Síntese Executiva · a leitura consolidada dos 8 agentes
Gerado por IA. Não constitui recomendação de valores mobiliários nos termos da regulação CVM. Faça sua própria análise.
Veredito dos agentes
Visão geral
A R$ 20,75 (09/06/2026), Cyrela negocia a 0,8x P/VP e 5,1x P/L com ROE de 18,60% (Q2/2026) — uma incorporadora que rende quase 19% sobre R$ 10,6 bi de patrimônio sendo precificada abaixo do valor contábil. Os 8 agentes convergem para uma faixa de R$ 24,50–26,00, mas divergem no timing: a tese de qualidade-com-desconto (Research, Precificação, Setorial, Carteira) cruza com dois alertas concretos — a compressão de margem no snapshot Q2/2026 e a alavancagem que escalou.

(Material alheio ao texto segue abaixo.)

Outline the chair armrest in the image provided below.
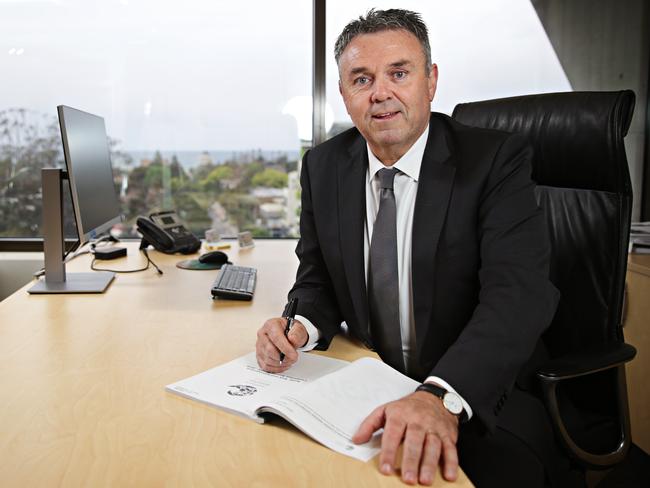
[537,342,636,382]
[537,343,636,469]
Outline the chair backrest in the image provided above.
[452,90,634,357]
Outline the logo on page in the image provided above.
[227,385,257,396]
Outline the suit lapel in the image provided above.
[337,136,369,339]
[411,116,456,358]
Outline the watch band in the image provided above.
[415,383,447,400]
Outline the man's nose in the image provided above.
[371,78,392,103]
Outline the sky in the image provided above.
[0,0,571,150]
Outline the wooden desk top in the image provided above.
[0,241,471,487]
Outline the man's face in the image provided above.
[339,30,438,164]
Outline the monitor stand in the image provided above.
[27,168,115,294]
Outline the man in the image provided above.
[256,10,558,486]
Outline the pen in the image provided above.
[280,298,298,363]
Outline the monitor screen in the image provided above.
[57,105,122,244]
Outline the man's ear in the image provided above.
[429,63,438,102]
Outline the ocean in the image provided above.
[112,149,299,169]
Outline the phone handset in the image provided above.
[136,210,201,254]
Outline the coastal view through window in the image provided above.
[0,0,312,238]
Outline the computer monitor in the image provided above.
[57,105,122,244]
[28,105,122,294]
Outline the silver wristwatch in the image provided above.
[415,383,465,419]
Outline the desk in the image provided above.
[623,254,650,454]
[0,241,471,487]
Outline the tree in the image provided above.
[251,168,289,188]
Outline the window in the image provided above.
[0,0,312,237]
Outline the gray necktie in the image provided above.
[368,168,405,372]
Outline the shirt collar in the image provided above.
[366,124,429,181]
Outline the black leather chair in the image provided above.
[452,90,636,469]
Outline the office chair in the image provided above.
[452,90,636,476]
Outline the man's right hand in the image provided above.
[255,318,309,373]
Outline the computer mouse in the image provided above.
[199,251,228,264]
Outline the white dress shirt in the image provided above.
[296,126,472,419]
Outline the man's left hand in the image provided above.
[352,391,458,485]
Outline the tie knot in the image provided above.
[377,168,398,190]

A leitura consolidada não é 'comprar barato e esquecer'; é comprar um ativo estruturalmente rentável cujo gatilho de reprecificação tem nome e sobrenome: queda de Selic.
Cyrela é máquina de retorno acima do custo de capital (ROE 18,60%, ROIC 6,91% em Q2/2026) vendida a preço de destruidora de valor (0,8x P/VP) — o desconto se fecha quando a Selic ceder, mas o investidor é pago 10,37% de dividend yield para esperar.
Enquadramento de valuation
Triangulando as lentes: o piso é patrimonial — a 0,8x P/VP sobre PL de R$ 10,6 bi (Q2/2026), o mercado precifica a empresa abaixo do livro apesar do ROE de 18,60%; reverter para 1,0x P/VP, múltiplo justo para esse retorno, leva a ~R$ 26,00. Por lucro, 5,1x P/L é desconto contra a própria média histórica (8–9x em 2023–24) mesmo descontando o ruído de margem do Q2. Ponderando o cenário otimista das lentes de qualidade (R$ 26,00) contra o desconto de risco das lentes de saúde/resultados (R$ 24,50–25,00), o enquadramento central fica em R$ 25,50 — upside de ~22,9% sobre R$ 20,75 (09/06/2026), com o investidor remunerado em 10,37% de yield na espera. O gatilho é macro, não operacional: sem corte de Selic, o desconto persiste. Gerado por IA. Não constitui recomendação de valores mobiliários nos termos da regulação CVM. Faça sua própria análise.
Mapa de risco consolidado
Compressão abrupta de margem no Q2/2026
Margem líquida caiu de 24,9% (1T26) para 15,35% e a operacional de 24,1% para 16,38% num único trimestre. Se for mix de entregas/reconhecimento de receita (EV/receita despencou de 2,5x para 1,1x no mesmo ponto, sugerindo distorção pontual), é ruído; se for deterioração real de repasse, derruba o LPA e a tese de qualidade. É o fator que mais separa o COMPRAR do MANTER.
Alavancagem esticando
DL/EBITDA subiu para 5,1x (1T26) e a dívida bruta dobrou de ~R$ 6,6 bi (2023) para R$ 12,3 bi — com despesa financeira crescente (-R$ 223 mi no 1T26 vs -R$ 149 mi em 2023). A cobertura de juros de 5,5x e a liquidez corrente de 3,78 dão folga, mas a margem de erro encolheu.
Sensibilidade a juros (duration dupla)
Valuation de incorporadora é caixa longo, e a dívida de R$ 12,3 bi é indexada a CDI/IPCA — Cyrela é um call alavancado de Selic nas duas pontas. Selic em queda é foguete; Selic teimosa é chumbo no múltiplo e no resultado financeiro simultaneamente.
Em resumo
A Cyrela (CYRE3) está barata: vale menos na bolsa (R$ 20,75) do que seu patrimônio por ação, mesmo dando retorno de quase 19% ao ano sobre o capital dos sócios. Por que o desconto? Dois sustos: no último trimestre a margem de lucro caiu pela metade (precisa confirmar se foi pontual) e a dívida dobrou em três anos, para R$ 12,3 bi. Mas o caixa aguenta (cobre os juros 5,5x) e ela paga 10,37% de dividendos — você é remunerado para esperar. O destravamento depende de uma coisa: queda dos juros (Selic). Se cair, dispara; se ficar alto, trava. Para quem aceita volatilidade e acredita em juros menores à frente, é compra — alvo R$ 25,50 (+23%). Gerado por IA. Não é recomendação CVM. Faça sua própria análise.